FERNANDO HENRIQUE ? Ele ficou numa posição isolada do fluxo da história. Com um efeito simbólico importante porque, bem ou mal, Cuba resistiu ao gigante, e isso dá uma força moral ao país. Em segundo lugar, Cuba manteve os ideais de igualitarismo. Tanto assim que não existe em Cuba uma nomenclatura, como existiu nos outros países. Por esses motivos, embora Cuba não tenha aberto um caminho de progresso, criou-se um certo carinho para com o país. A posição do Brasil com relação a Cuba é uma posição única no continente. Teríamos tudo para não ter proximidade: é um país distante e fala outra língua. Entretanto, temos proximidades de respeito e de apoio concreto: o Brasil dá crédito para Cuba, o Brasil não aceita isolar Cuba. Nós nunca fizemos como outros países, que eu não quero citar quais, que se arrogavam serem pró Cuba. Essa nunca foi a nossa posição.
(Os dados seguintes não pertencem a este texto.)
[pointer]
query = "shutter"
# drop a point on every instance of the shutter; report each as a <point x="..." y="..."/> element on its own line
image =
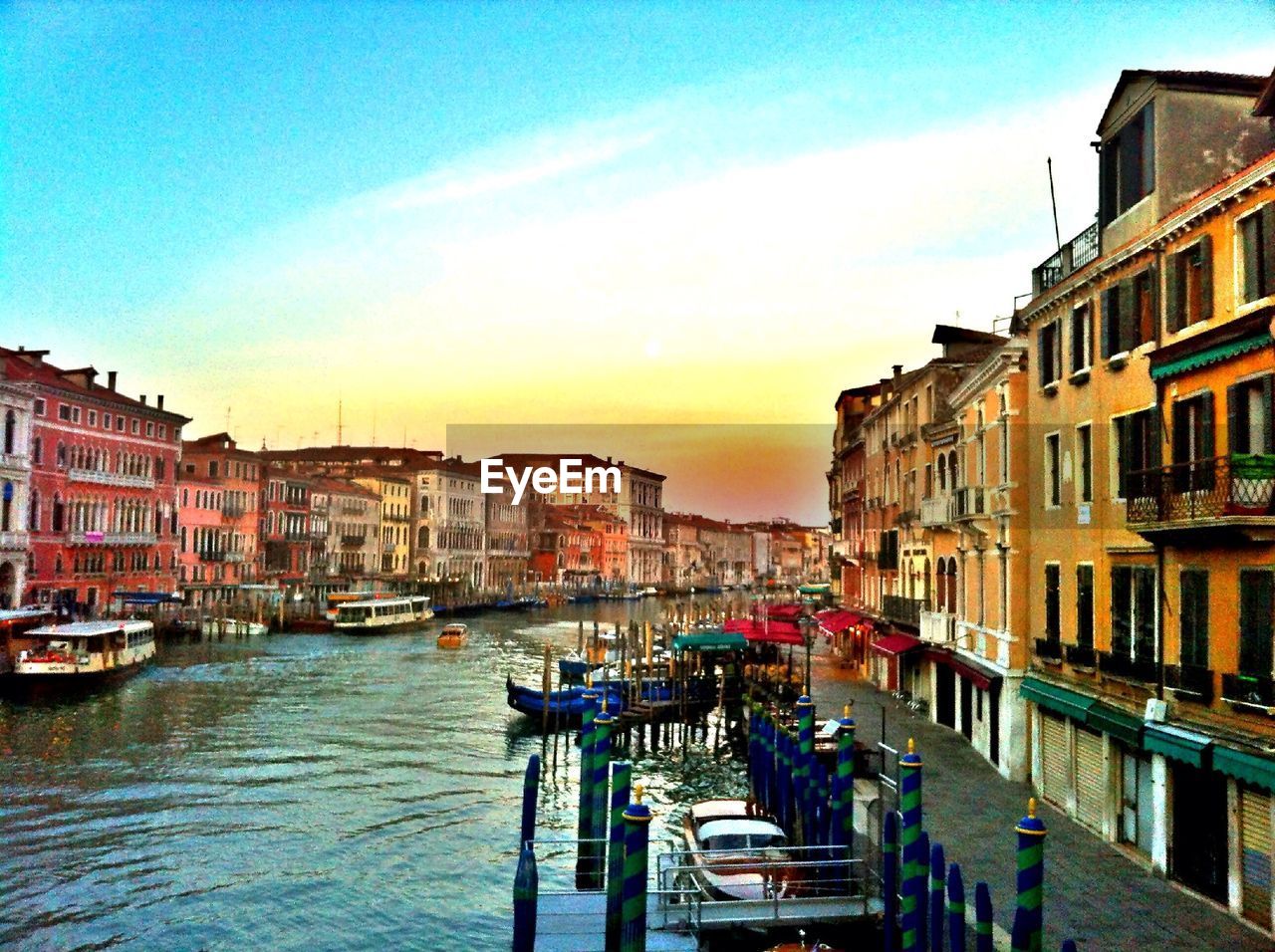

Entendemos que Cuba faz parte da história da América Latina e que, portanto, nós devemos abrir um crédito de diálogo e de confiança. Quando o Clinton era presidente, numa certa ocasião, a pedido dele, eu tive uma conversa com Fidel. Isso eu nunca faço, nem o Fidel gosta que alguém se preste a ser ponte, porque ele não precisa, se ele quiser ele tem. Essa coisa de patronagem não é bom. Um país como o Brasil não pode ficar com a pretensão de ser padrinho de outro.

DINHEIRO ? Mas na diplomacia presidencial direta isso é uma coisa comum…
FERNANDO HENRIQUE ? Sim, mas não tem esse sentido. É um sentido de camaradagem, não de proteção. Uma coisa mais informal. E nós temos um bom relacionamento com Cuba.

DINHEIRO ? Mas qual foi a conversa entre o senhores?
FERNANDO HENRIQUE ? Era uma questão de abertura de linhas de aviação dos Estados Unidos para Cuba, que interessava a eles naquele momento. Houve um incidente que não permitiu isso avançar. A intenção de Clinton era de facilitar. Eu só tentei ajudar.

DINHEIRO ? O sr. deixa o governo com a sensação do dever cumprido?
FERNANDO HENRIQUE ? Sem dúvida. Dei o melhor de mim, procurei juntar as melhores pessoas à minha volta, governei 24 horas por dia sem nenhum sobressalto institucional. Procurei desempenhar meu papel à altura do nosso grande País.